Often, as teachers gain the authority to influence and effect change in a school, their openness to change diminishes. Teachers enter the teaching profession wide-eyed and keen to try lots of different things and experiment with new pedagogies. They don’t have much power though because they are seen as “green” by older, wiser, more seasoned teachers who hold the decision-making power. I’ve seen young teachers silenced, gossiped about and even bullied because more experienced teachers took offence at these young, upstarts thinking they know a better way to do things. Eventually these new teachers learn to tone it down and conform to ‘the way things are done around here’. The most effective school leaders I have seen, identify innovators (irrespective of their seniority or experience) and invest them with the ability to influence.

Advertisement

Keeping Students Safe in a River of Content

How can we protect our students from certain kinds of information and content on the internet?  It used to be so easy to do. Ten years ago, most students’ only internet access was at school.

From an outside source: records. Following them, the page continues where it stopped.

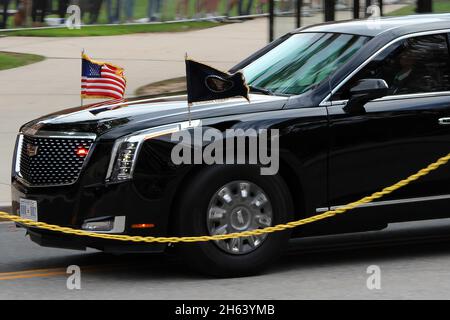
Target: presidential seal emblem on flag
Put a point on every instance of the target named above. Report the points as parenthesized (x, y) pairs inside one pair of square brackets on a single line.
[(101, 79), (205, 83)]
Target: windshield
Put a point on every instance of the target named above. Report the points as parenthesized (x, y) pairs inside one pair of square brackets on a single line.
[(302, 61)]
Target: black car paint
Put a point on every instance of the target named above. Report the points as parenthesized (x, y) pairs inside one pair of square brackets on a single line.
[(329, 157)]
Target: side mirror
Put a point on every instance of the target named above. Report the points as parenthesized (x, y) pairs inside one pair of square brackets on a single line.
[(363, 91)]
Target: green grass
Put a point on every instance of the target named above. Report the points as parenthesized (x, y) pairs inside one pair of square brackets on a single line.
[(140, 10), (10, 60), (87, 31), (442, 6)]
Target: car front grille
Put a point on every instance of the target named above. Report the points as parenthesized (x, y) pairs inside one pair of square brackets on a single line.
[(46, 161)]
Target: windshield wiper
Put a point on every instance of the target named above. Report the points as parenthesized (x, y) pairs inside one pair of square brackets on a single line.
[(261, 90)]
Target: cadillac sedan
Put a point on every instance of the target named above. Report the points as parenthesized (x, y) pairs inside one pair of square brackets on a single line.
[(357, 106)]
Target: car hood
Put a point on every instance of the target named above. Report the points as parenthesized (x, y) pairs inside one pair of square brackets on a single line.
[(119, 117)]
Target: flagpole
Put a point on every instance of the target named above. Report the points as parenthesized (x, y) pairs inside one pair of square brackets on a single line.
[(189, 113), (189, 103), (81, 95)]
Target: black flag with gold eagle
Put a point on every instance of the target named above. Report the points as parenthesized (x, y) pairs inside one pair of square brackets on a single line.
[(205, 83)]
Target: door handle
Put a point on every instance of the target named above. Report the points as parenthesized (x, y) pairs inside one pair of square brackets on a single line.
[(444, 121)]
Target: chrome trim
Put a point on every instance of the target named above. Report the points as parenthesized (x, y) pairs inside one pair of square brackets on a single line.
[(393, 98), (139, 137), (49, 135), (366, 62), (59, 134), (17, 155), (389, 202), (118, 227)]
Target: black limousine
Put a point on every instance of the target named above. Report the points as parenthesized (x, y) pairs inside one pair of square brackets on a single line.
[(358, 106)]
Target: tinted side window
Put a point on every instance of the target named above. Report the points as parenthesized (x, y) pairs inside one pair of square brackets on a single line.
[(414, 65)]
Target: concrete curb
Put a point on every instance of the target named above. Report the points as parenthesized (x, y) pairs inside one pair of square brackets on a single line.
[(7, 226)]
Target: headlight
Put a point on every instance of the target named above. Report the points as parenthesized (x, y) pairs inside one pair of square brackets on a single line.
[(126, 149)]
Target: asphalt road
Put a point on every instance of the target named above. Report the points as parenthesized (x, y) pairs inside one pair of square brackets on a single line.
[(414, 259)]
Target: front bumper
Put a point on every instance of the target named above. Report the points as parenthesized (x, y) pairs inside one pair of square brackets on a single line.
[(70, 206)]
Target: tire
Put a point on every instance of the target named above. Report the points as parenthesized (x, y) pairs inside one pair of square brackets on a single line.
[(192, 219)]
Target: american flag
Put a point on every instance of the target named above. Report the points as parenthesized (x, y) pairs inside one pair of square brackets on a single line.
[(101, 79)]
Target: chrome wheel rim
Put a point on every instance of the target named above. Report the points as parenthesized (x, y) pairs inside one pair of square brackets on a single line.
[(239, 206)]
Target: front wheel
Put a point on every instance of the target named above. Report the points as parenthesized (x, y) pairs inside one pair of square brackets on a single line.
[(228, 199)]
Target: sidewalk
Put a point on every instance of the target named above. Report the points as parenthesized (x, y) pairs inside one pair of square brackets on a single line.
[(54, 84)]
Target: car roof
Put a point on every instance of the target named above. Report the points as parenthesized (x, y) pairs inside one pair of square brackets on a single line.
[(372, 28)]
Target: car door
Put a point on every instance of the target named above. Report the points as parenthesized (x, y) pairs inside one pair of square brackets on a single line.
[(394, 136)]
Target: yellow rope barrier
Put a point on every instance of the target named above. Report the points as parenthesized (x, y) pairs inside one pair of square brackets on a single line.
[(280, 227)]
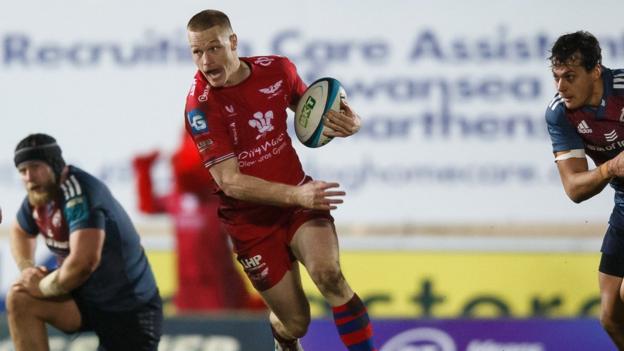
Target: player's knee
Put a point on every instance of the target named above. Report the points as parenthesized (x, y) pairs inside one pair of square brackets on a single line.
[(298, 326), (17, 302), (610, 323), (328, 277)]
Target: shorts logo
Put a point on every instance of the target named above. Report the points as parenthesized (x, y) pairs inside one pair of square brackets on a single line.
[(251, 262), (263, 61), (257, 271), (197, 121)]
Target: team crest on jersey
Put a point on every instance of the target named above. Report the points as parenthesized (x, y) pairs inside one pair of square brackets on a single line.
[(583, 128), (204, 96), (204, 145), (57, 220), (264, 61), (197, 121), (273, 89), (611, 136), (262, 122)]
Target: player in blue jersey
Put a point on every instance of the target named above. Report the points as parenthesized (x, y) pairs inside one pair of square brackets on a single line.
[(103, 282), (586, 117)]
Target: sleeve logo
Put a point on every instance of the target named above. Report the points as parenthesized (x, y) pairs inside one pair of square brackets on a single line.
[(197, 121)]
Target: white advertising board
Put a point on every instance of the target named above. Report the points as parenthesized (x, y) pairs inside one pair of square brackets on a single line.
[(452, 95)]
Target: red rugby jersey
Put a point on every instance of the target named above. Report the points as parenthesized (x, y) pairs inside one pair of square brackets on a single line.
[(248, 121)]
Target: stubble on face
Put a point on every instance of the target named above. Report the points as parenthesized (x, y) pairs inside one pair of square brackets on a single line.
[(42, 194)]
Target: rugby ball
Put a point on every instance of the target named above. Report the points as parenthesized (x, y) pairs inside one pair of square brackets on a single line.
[(320, 97)]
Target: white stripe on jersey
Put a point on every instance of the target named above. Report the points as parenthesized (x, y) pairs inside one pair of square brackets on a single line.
[(217, 160), (76, 184), (556, 101), (65, 193), (70, 189)]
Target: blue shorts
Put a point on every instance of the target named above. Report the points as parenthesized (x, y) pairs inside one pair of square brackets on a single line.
[(612, 260), (136, 330)]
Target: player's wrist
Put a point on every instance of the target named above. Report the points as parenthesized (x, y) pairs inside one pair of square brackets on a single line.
[(605, 170), (50, 285), (24, 264)]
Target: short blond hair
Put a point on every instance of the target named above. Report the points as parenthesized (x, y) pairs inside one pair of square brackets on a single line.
[(207, 19)]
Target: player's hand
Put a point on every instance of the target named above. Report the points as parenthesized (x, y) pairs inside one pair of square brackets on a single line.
[(343, 123), (145, 160), (29, 281), (615, 166), (319, 195)]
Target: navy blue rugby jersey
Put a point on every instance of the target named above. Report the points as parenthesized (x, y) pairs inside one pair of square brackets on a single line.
[(597, 130), (124, 279)]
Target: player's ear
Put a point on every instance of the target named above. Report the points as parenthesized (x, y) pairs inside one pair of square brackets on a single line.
[(233, 41), (597, 71)]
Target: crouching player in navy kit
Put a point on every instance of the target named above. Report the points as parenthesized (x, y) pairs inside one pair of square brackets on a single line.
[(274, 213), (103, 283), (586, 117)]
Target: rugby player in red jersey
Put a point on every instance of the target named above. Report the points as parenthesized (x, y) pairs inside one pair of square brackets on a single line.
[(274, 213)]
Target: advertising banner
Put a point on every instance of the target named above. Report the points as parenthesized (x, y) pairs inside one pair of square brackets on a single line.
[(471, 335), (452, 96)]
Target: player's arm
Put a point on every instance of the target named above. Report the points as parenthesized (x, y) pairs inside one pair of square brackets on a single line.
[(314, 195), (85, 247), (22, 247), (581, 183)]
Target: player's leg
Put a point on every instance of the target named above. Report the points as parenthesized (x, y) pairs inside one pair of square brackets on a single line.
[(27, 317), (611, 302), (290, 310), (315, 244), (611, 271)]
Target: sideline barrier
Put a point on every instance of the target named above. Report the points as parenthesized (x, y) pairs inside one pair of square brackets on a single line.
[(397, 284), (471, 335), (196, 333)]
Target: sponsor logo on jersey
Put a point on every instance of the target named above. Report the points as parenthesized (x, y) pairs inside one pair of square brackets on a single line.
[(197, 121), (262, 122), (264, 61), (618, 81), (273, 89), (611, 136), (251, 262), (234, 132), (583, 128), (192, 91), (204, 145), (204, 96)]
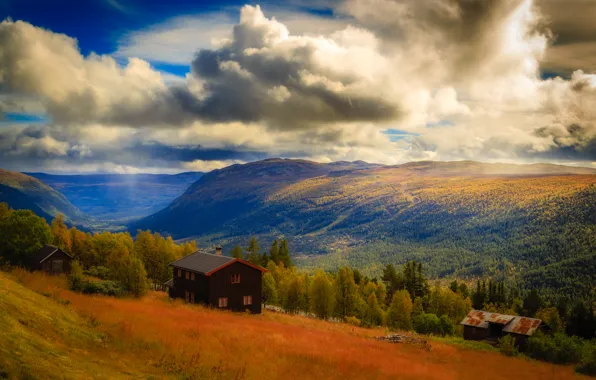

Teachers really had complete control over what information students were exposed to, and importantly to this discussion, what information they were not exposed to.  If information were water, it was a trickling brook and it was not hard to build a weir, or divert water so that it missed our students, keeping them safe.

But carrying the same analogy forward, now, if information were water it would be a river.  Its impossible to divert water to avoid it reaching our students.  If we as teachers stand in the river, trying to divert the water to protect our students, it will just swirl around us as though we weren’t even there.  Instead we need to work with our students, and help them to safely negotiate the river of information that they are in.  “Put your foot on that rock there, be careful! there’s a deep spot there, look out for that eddy!”.

Now I am not arguing that we should stop filtering content altogether.  There are some things that we must do to try to protect students from inadvertently stumbling upon unsavory material.  But (and here is the crux of my argument) if students are going to deliberately SEEK unsavory material, the fact is, we can no longer stop them even if we try to. They have internet at home, the tech-savvy ones can often get around our filters at school, they have mobile phones with internet access.  The only way to stop students finding unsavory material is to influence them so they no longer want to deliberately SEEK it out.

At the moment, our failing attempts to protect the few ill-meaning students who deliberately seek out offensive content, are successfully frustrating the educational experience of the well-meaning majority of students.

HOW we change the attitudes of those ill-meaning students, is another (and more challenging) topic.  But in an information-rich world, the role of a teacher can no longer be “information-controller”, it must increasingly be “shaper-of-attitudes”.

Schools used to be able to choose between shaping the choices of students (“difficult”) and just blocking the content (“easy”).  I don’t think we have that choice any more, as blocking content is no longer “easy” but “nearly impossible”.